Australian fashion designer

Linda Britten is an Australian-born fashion designer based in Melbourne, Australia. She has been a name in the fashion world since the 1970s, and has developed several labels, trading under the brand "Linda Britten" and others. Britten is particularly renowned for her elegant and sophisticated couture evening wear and wedding gowns.

== History ==
Melbourne-born designer Linda Britten began her career upon graduating from the Royal Melbourne Institute of Technology in 1968. Following hard on her graduation, Noleen King, one of the top fashion labels of the time, seized the aspiring young designer and employed her, marking her successful introduction into the world of fashion. After two years building a profile at Noleen King, Britten left the label to work for the clothing company Tiffany where she was commissioned at the young age of 21 to create and develop the label "Jellibeen".

Once Britten had made a success of Jellibeen, she began freelancing for well known designers such as Kenneth Pirrie. At the same time Britten was busy building up her business, working to develop a label of her own. Soon, Britten was creating and trading under her popular daywear brand "Anna Seed", which was sold in stores such as Myer and Georges.

Britten opened her first shop in Hampton in the mid 1970s, and then another in Chapel Street She began developing and trading under her own name, "Linda Britten", in 1978, creating a line of up-market couture and eveningwear. Many of her designs were inspired by lace, and increasingly people adopted her couture as alternative wedding gowns.

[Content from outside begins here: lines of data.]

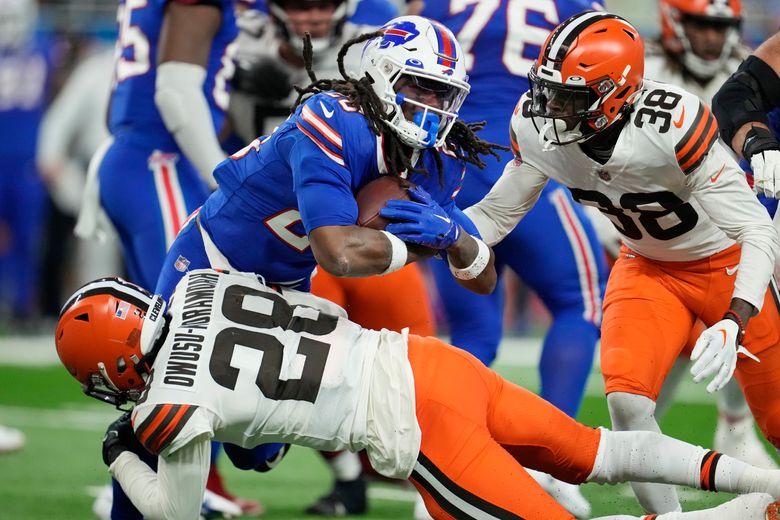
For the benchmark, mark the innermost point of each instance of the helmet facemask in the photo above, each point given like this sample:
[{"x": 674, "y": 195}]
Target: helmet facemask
[{"x": 569, "y": 112}]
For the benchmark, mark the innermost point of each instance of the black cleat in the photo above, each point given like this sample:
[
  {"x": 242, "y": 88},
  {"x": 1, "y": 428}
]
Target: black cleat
[{"x": 348, "y": 497}]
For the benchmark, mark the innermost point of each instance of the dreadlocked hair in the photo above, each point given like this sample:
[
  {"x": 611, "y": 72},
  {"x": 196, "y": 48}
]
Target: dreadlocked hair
[{"x": 461, "y": 139}]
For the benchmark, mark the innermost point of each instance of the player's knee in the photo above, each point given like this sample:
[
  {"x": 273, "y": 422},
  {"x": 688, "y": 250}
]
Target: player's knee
[
  {"x": 630, "y": 411},
  {"x": 770, "y": 427}
]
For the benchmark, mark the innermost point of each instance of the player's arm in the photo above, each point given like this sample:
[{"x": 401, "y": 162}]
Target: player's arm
[
  {"x": 745, "y": 98},
  {"x": 185, "y": 43},
  {"x": 513, "y": 195},
  {"x": 175, "y": 490}
]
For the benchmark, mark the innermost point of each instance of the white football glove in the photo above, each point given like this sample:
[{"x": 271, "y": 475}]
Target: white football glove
[
  {"x": 766, "y": 173},
  {"x": 715, "y": 353}
]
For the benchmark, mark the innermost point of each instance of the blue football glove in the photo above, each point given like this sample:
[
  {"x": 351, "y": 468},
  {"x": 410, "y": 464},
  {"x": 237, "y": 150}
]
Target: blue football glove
[{"x": 422, "y": 220}]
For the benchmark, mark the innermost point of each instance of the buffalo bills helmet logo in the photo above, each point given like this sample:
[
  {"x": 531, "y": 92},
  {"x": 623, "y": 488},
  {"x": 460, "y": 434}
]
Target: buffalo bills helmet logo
[{"x": 398, "y": 34}]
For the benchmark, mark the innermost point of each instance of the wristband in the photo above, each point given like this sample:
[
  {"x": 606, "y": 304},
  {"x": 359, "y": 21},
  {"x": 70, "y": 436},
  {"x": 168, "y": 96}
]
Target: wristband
[
  {"x": 476, "y": 267},
  {"x": 733, "y": 316},
  {"x": 398, "y": 253}
]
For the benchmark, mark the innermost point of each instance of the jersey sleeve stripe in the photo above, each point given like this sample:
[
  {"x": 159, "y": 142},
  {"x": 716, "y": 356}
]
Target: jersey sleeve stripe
[
  {"x": 173, "y": 427},
  {"x": 322, "y": 127},
  {"x": 333, "y": 156},
  {"x": 152, "y": 422},
  {"x": 692, "y": 152},
  {"x": 513, "y": 142}
]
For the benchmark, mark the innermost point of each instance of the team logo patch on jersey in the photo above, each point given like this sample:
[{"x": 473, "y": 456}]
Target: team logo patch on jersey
[
  {"x": 122, "y": 310},
  {"x": 181, "y": 264},
  {"x": 398, "y": 34}
]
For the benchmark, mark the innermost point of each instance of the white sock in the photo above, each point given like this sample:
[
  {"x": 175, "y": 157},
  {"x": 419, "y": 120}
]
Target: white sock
[
  {"x": 345, "y": 466},
  {"x": 743, "y": 507}
]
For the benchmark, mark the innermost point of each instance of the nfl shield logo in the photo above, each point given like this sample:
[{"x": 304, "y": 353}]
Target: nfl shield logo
[{"x": 181, "y": 264}]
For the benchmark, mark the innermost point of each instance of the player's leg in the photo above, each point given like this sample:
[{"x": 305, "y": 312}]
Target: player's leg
[
  {"x": 394, "y": 301},
  {"x": 555, "y": 251},
  {"x": 148, "y": 196},
  {"x": 644, "y": 328},
  {"x": 475, "y": 321},
  {"x": 461, "y": 469}
]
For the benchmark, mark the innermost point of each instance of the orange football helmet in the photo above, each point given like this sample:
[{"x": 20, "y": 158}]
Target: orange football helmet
[
  {"x": 105, "y": 335},
  {"x": 719, "y": 13},
  {"x": 587, "y": 75}
]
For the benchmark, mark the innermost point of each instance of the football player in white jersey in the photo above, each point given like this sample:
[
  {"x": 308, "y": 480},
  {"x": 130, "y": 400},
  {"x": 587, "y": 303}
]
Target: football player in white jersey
[
  {"x": 697, "y": 243},
  {"x": 306, "y": 375},
  {"x": 698, "y": 49}
]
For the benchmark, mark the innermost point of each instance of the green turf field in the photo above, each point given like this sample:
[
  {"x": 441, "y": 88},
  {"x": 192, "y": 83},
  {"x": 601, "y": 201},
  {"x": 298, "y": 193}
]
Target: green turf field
[{"x": 51, "y": 479}]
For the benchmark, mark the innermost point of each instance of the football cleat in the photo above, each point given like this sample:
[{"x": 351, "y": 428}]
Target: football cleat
[
  {"x": 568, "y": 495},
  {"x": 739, "y": 439},
  {"x": 348, "y": 497}
]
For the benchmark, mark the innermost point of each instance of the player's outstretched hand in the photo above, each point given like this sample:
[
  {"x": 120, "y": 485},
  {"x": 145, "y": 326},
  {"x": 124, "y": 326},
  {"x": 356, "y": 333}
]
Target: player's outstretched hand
[
  {"x": 421, "y": 220},
  {"x": 119, "y": 437},
  {"x": 715, "y": 354},
  {"x": 763, "y": 151},
  {"x": 766, "y": 173}
]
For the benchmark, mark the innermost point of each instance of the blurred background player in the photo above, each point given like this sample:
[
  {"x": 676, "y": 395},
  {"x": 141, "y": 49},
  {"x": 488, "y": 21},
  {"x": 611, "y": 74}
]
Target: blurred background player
[
  {"x": 73, "y": 127},
  {"x": 269, "y": 62},
  {"x": 168, "y": 104},
  {"x": 554, "y": 250},
  {"x": 27, "y": 61},
  {"x": 699, "y": 47}
]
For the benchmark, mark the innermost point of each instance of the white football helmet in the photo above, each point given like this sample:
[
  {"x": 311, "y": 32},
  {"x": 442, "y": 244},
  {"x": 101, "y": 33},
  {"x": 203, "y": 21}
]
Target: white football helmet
[
  {"x": 17, "y": 22},
  {"x": 427, "y": 53}
]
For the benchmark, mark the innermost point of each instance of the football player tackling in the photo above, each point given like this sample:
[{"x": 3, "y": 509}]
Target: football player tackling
[
  {"x": 234, "y": 360},
  {"x": 697, "y": 242}
]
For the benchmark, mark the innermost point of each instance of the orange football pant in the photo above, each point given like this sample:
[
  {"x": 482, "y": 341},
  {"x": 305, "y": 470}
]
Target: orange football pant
[
  {"x": 649, "y": 310},
  {"x": 392, "y": 301},
  {"x": 479, "y": 431}
]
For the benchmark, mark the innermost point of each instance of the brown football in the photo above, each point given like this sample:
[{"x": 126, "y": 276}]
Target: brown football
[{"x": 372, "y": 197}]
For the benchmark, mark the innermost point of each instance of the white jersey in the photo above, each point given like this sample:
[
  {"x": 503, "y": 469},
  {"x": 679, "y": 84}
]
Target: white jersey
[
  {"x": 670, "y": 188},
  {"x": 245, "y": 364}
]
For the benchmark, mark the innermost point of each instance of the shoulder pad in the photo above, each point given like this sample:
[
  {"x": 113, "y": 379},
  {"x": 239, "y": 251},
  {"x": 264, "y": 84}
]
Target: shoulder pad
[{"x": 324, "y": 118}]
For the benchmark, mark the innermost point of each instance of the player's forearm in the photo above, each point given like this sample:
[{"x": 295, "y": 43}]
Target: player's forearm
[
  {"x": 354, "y": 251},
  {"x": 186, "y": 114},
  {"x": 465, "y": 254}
]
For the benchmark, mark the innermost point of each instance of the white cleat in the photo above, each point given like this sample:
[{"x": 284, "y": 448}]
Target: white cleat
[
  {"x": 10, "y": 440},
  {"x": 568, "y": 495},
  {"x": 739, "y": 439},
  {"x": 101, "y": 507},
  {"x": 420, "y": 512},
  {"x": 753, "y": 506}
]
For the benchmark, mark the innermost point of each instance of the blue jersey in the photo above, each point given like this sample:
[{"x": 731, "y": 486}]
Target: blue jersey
[
  {"x": 132, "y": 106},
  {"x": 501, "y": 40},
  {"x": 25, "y": 74},
  {"x": 303, "y": 176}
]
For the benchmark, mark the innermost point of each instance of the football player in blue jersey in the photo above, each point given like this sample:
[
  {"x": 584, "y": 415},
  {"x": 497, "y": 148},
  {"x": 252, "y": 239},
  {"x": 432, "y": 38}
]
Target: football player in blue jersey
[
  {"x": 167, "y": 107},
  {"x": 554, "y": 250},
  {"x": 26, "y": 63},
  {"x": 286, "y": 202}
]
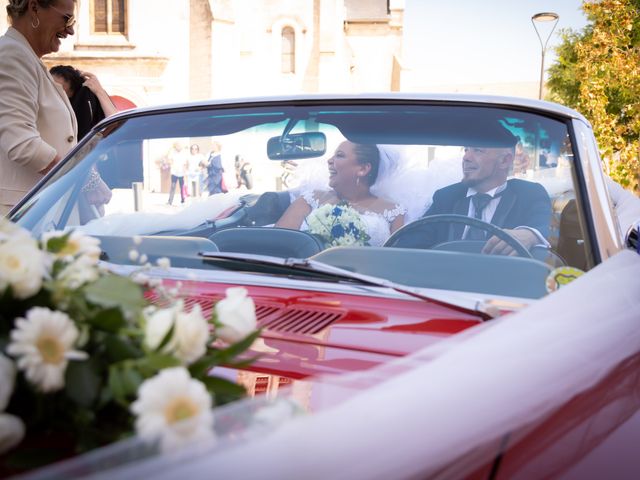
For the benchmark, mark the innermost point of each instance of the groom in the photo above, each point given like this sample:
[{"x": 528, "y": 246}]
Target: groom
[{"x": 519, "y": 207}]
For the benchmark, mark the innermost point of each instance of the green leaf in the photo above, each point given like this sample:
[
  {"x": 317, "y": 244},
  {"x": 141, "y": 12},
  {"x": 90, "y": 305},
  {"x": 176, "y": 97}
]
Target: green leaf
[
  {"x": 167, "y": 337},
  {"x": 112, "y": 291},
  {"x": 157, "y": 361},
  {"x": 82, "y": 383},
  {"x": 56, "y": 244},
  {"x": 120, "y": 348},
  {"x": 117, "y": 385},
  {"x": 109, "y": 320}
]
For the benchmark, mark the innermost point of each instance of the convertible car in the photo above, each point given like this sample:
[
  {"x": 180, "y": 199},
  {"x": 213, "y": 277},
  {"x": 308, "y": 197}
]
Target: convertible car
[{"x": 348, "y": 305}]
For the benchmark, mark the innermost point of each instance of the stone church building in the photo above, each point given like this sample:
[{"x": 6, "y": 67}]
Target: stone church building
[{"x": 166, "y": 51}]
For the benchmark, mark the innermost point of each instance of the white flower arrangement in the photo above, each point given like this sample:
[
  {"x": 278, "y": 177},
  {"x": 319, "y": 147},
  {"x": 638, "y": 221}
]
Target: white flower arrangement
[
  {"x": 43, "y": 344},
  {"x": 174, "y": 409},
  {"x": 235, "y": 315},
  {"x": 190, "y": 335},
  {"x": 82, "y": 352},
  {"x": 338, "y": 225}
]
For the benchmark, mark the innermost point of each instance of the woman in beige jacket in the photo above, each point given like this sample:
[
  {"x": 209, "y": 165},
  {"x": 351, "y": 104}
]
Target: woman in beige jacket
[{"x": 37, "y": 126}]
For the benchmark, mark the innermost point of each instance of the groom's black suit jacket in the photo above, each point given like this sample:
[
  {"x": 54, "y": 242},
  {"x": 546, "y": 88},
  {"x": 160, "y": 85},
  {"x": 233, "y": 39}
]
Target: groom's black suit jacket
[{"x": 522, "y": 203}]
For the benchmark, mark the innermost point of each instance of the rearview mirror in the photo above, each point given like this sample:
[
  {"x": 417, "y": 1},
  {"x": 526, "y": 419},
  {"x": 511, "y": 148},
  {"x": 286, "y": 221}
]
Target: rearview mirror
[{"x": 297, "y": 145}]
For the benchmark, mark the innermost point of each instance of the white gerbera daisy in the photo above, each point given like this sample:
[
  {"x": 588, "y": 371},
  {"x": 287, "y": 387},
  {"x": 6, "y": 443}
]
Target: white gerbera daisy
[
  {"x": 174, "y": 409},
  {"x": 22, "y": 265},
  {"x": 42, "y": 343},
  {"x": 190, "y": 331},
  {"x": 77, "y": 245}
]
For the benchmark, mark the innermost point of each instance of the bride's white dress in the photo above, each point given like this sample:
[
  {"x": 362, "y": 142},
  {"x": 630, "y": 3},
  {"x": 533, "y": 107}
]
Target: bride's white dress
[{"x": 378, "y": 224}]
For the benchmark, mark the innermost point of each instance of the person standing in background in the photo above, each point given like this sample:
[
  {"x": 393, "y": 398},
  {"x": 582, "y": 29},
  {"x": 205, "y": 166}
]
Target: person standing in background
[
  {"x": 38, "y": 123},
  {"x": 196, "y": 169},
  {"x": 89, "y": 100},
  {"x": 215, "y": 170},
  {"x": 179, "y": 161}
]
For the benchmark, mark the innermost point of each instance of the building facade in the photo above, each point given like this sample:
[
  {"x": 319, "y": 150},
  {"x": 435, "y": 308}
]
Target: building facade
[{"x": 165, "y": 51}]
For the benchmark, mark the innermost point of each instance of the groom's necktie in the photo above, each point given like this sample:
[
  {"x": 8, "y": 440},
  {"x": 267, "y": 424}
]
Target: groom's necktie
[{"x": 480, "y": 202}]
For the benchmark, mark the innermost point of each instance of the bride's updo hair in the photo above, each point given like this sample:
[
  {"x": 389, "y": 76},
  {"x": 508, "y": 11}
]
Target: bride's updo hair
[{"x": 368, "y": 153}]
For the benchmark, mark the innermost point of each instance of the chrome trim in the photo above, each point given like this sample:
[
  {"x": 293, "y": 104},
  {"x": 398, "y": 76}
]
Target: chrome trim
[
  {"x": 539, "y": 106},
  {"x": 632, "y": 238},
  {"x": 604, "y": 225},
  {"x": 469, "y": 300}
]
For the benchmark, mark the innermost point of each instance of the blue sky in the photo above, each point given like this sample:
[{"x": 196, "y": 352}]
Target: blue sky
[{"x": 480, "y": 41}]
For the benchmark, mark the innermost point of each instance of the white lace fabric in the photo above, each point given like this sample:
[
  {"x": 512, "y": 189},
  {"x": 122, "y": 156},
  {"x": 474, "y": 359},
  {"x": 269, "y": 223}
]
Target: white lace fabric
[{"x": 378, "y": 223}]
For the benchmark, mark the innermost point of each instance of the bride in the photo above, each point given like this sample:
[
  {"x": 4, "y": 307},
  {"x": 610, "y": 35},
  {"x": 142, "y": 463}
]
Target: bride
[{"x": 353, "y": 170}]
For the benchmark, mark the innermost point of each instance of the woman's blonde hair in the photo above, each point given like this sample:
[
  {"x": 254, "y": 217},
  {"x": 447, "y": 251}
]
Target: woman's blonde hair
[{"x": 17, "y": 8}]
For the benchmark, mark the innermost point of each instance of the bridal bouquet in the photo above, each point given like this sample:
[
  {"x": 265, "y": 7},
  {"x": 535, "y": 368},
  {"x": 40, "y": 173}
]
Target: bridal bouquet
[
  {"x": 338, "y": 225},
  {"x": 85, "y": 360}
]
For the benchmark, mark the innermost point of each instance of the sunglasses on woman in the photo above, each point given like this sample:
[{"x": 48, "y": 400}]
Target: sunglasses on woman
[{"x": 70, "y": 20}]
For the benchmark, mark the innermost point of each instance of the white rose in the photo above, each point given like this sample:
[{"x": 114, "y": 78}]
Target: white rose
[
  {"x": 79, "y": 272},
  {"x": 11, "y": 432},
  {"x": 22, "y": 266},
  {"x": 7, "y": 380},
  {"x": 236, "y": 315},
  {"x": 77, "y": 245},
  {"x": 190, "y": 333}
]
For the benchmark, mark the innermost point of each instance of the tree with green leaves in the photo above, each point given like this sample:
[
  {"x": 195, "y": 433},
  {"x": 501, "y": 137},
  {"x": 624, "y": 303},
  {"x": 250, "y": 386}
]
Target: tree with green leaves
[{"x": 597, "y": 72}]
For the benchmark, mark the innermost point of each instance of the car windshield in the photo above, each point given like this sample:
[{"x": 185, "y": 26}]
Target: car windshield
[{"x": 458, "y": 197}]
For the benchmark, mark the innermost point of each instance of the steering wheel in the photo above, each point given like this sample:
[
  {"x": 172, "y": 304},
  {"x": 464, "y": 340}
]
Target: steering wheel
[{"x": 417, "y": 228}]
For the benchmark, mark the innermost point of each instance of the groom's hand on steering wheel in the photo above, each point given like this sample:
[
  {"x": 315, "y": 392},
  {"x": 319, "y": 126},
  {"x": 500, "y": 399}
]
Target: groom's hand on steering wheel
[{"x": 495, "y": 246}]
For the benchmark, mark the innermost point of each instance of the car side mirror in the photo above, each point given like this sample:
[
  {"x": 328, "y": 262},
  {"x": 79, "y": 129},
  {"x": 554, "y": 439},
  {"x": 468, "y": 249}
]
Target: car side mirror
[{"x": 631, "y": 239}]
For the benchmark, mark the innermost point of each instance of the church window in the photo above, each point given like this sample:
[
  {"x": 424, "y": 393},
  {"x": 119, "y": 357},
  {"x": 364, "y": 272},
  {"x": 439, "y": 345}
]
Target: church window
[
  {"x": 288, "y": 50},
  {"x": 109, "y": 16}
]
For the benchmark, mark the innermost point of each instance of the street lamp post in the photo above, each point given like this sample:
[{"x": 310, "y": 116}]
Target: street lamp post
[{"x": 544, "y": 17}]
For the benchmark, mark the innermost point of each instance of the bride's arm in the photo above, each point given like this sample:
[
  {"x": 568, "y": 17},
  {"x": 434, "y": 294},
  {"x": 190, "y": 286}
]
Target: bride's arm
[{"x": 294, "y": 215}]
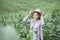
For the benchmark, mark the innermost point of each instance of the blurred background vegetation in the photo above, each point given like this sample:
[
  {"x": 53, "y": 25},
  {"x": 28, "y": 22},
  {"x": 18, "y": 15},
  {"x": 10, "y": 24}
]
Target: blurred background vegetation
[{"x": 12, "y": 13}]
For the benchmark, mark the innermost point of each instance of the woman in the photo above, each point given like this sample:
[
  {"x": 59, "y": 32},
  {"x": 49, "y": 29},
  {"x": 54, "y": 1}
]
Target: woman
[{"x": 36, "y": 24}]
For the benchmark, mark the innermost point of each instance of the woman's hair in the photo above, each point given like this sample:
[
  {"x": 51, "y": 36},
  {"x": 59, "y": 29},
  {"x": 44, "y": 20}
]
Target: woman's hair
[{"x": 39, "y": 13}]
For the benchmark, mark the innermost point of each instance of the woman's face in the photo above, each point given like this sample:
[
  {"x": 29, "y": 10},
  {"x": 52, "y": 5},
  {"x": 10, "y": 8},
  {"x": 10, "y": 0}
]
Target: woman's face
[{"x": 36, "y": 16}]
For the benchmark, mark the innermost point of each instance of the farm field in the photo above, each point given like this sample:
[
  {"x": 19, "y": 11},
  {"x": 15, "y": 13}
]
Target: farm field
[{"x": 12, "y": 13}]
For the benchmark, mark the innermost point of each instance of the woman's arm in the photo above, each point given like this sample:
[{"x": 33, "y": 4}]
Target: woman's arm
[
  {"x": 42, "y": 20},
  {"x": 26, "y": 18}
]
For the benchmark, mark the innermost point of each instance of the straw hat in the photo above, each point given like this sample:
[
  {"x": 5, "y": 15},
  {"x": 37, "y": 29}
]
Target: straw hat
[{"x": 37, "y": 11}]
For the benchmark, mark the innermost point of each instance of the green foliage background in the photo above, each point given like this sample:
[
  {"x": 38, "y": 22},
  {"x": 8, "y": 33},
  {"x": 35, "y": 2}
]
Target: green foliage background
[{"x": 12, "y": 13}]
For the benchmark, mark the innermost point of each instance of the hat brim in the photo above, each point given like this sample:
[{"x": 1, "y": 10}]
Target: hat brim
[{"x": 40, "y": 13}]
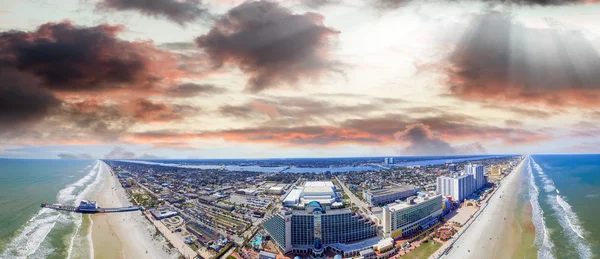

Accordingly, the next shop that Britten initiated was bridal. The shop, opening in 1980 in South Yarra, was heralded as Australia’s very first contemporary bridal store. Myer, David Jones, and other department stores quickly moved the label as a concept store, which continued to be one of the most sought after labels of the 1980s. That same year Britten was recognised for her talent and initiative, receiving the award of Australian Fashion Designer of the Year.

In the 1990s, working in conjunction with the Qantas Holidays partnership, Britten launched a new project, the “Designer Honeymoon Collection”, which coincided with her wedding gown initiative. The “Linda Britten” Honeymoon package was developed in Fiji, Hawaii, Bali and other honeymoon destinations.

Upon exhibiting in Japan in the World Trade Fashion Exhibition in the late 1990s, the large Japanese bridal company Watabe approached Britten with a proposition for a project that was to span several years. “Linda Britten Japanese Wedding Blessings”, a wedding package for Japanese tourists, was created. The package put together weddings for tourists looking to be married in Australia, including wedding gowns and clothing designed by Britten herself. The project was taken on by the Australian Tourism Commission, who worked to bring engaged Japanese tourists exclusively to Melbourne, marking Britten’s foray into tourism and export.

Today, Britten continues to design couture evening and bridal wear, in addition to her LBD (Little Black Dress) collections. She later revived her original label, Anna Seed, in collaboration with her sons Alex and Tim—both fashion designers—with the aim of relaunching the brand for a contemporary market.